Ten keyword strings were fed into Google Trends to identify search patterns across different states. The resulting trends were compared against COVID-19 case data, obtained from the Johns Hopkins University Center for Systems Science and Engineering. The analytic period ran from 22 January to 6 April 2020.
In general, all keywords analysed saw increasing popularity over the study period, though some, such as “COVID symptoms” and “loss of smell” saw peaks by mid-to-late March. Others, such as “face mask” and “antibody” saw continuing and increasing interest until the study’s end. [Mayo Clin Proc 2020;doi:10.1016/j.mayocp.2020.08.022]
When looking at the US, “antibody” shared the strongest correlation with the daily new COVID-19 cases, with a Pearson correlation coefficient value of 0.88. On the other hand, the keyword “coronavirus symptoms” showed the least interaction (R, 0.06).
Three keywords (“antibody,” “face mask,” and “COVID-19 stimulus check”) had coefficient values within the range of 0.7–1.0, suggesting that these strongly correlated with daily cases. Six other keywords, including “loss of smell” and “coronavirus testing center,” were moderately associated with daily cases.
The popularity of each keyword varied greatly according to state and was influenced by the number of COVID-19 cases. For instance, searches for “antibody” and “Lysol” grew as the number of COVID-19 cases increased. On the other hand, interest for terms such as “COVID symptoms” and “coronavirus vaccine” was higher when the cases were lower.
To better understand the interaction between keywords and case counts, the researchers calculated for the lag and lead Pearson correlation coefficients for all states and for the entire country as a whole. They found that most keywords were most strongly searched for days before the first COVID-19 case was reported, and interest diminished afterward.

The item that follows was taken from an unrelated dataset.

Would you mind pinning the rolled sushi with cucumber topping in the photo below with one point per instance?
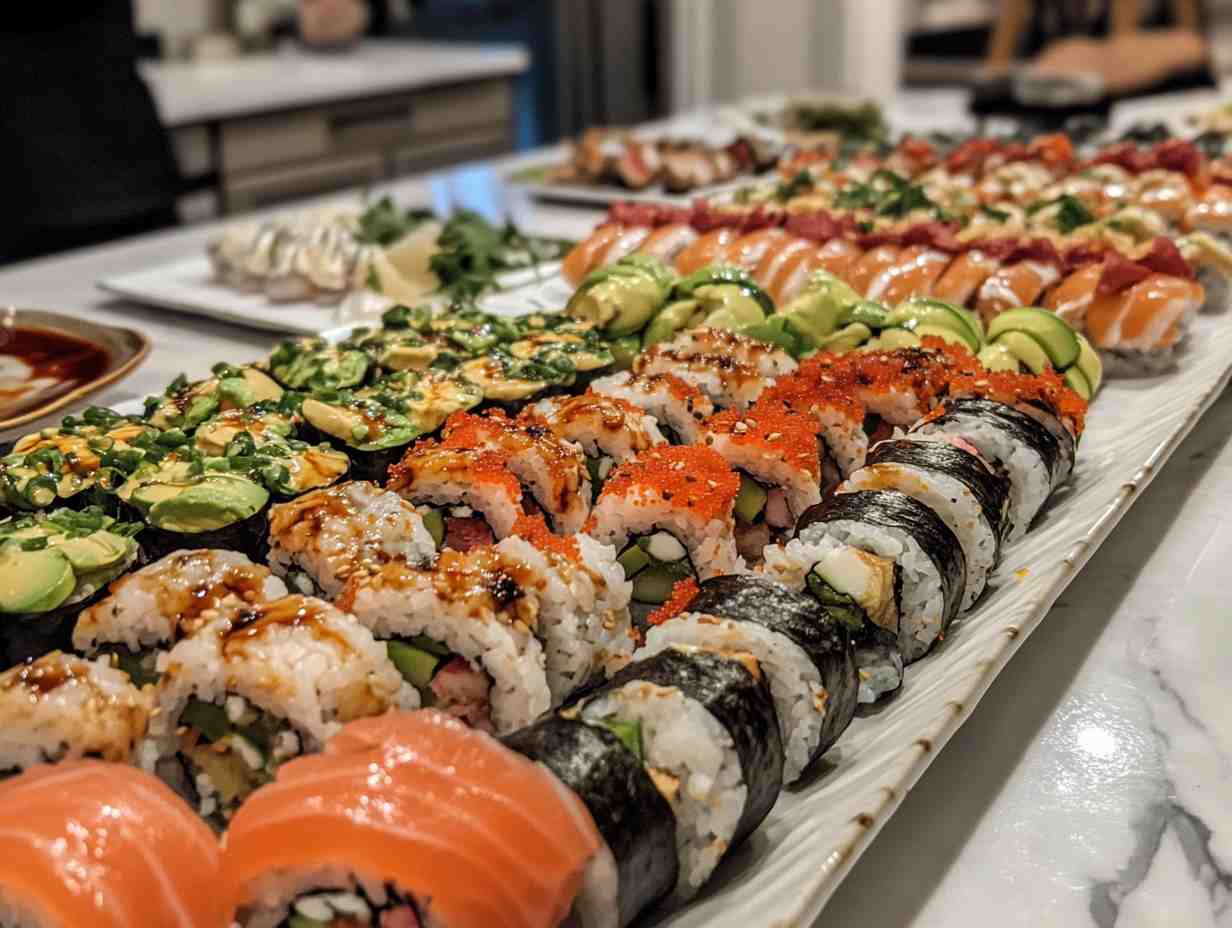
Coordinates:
(247, 693)
(51, 567)
(670, 514)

For instance, “coronavirus symptoms” was most popular 16 days before the first case but saw a steep decline thereafter. “Loss of smell,” in comparison, had a spike in search approximately 2 weeks before the first case. On the other hand, other terms like “antibody” and “face mask” peaked around the time the first COVID-19 case was documented.
“This study reveals the benefits of internet surveillance models and the use of Google Trends to monitor new infectious diseases such as COVID-19. For the United States, Google Trends data were highly correlated with cases of COVID-19 on a state-by-state basis and could potentially be used to predict new areas of outbreak and possible high-impact zones as the disease progresses,” the researchers said.
“Furthermore, this study documents that there is information present in Google Trends that precedes outbreaks, and these data should be utilized to allow for better resource allocation in regard to tests, personal protective equipment, medication, and more,” they added.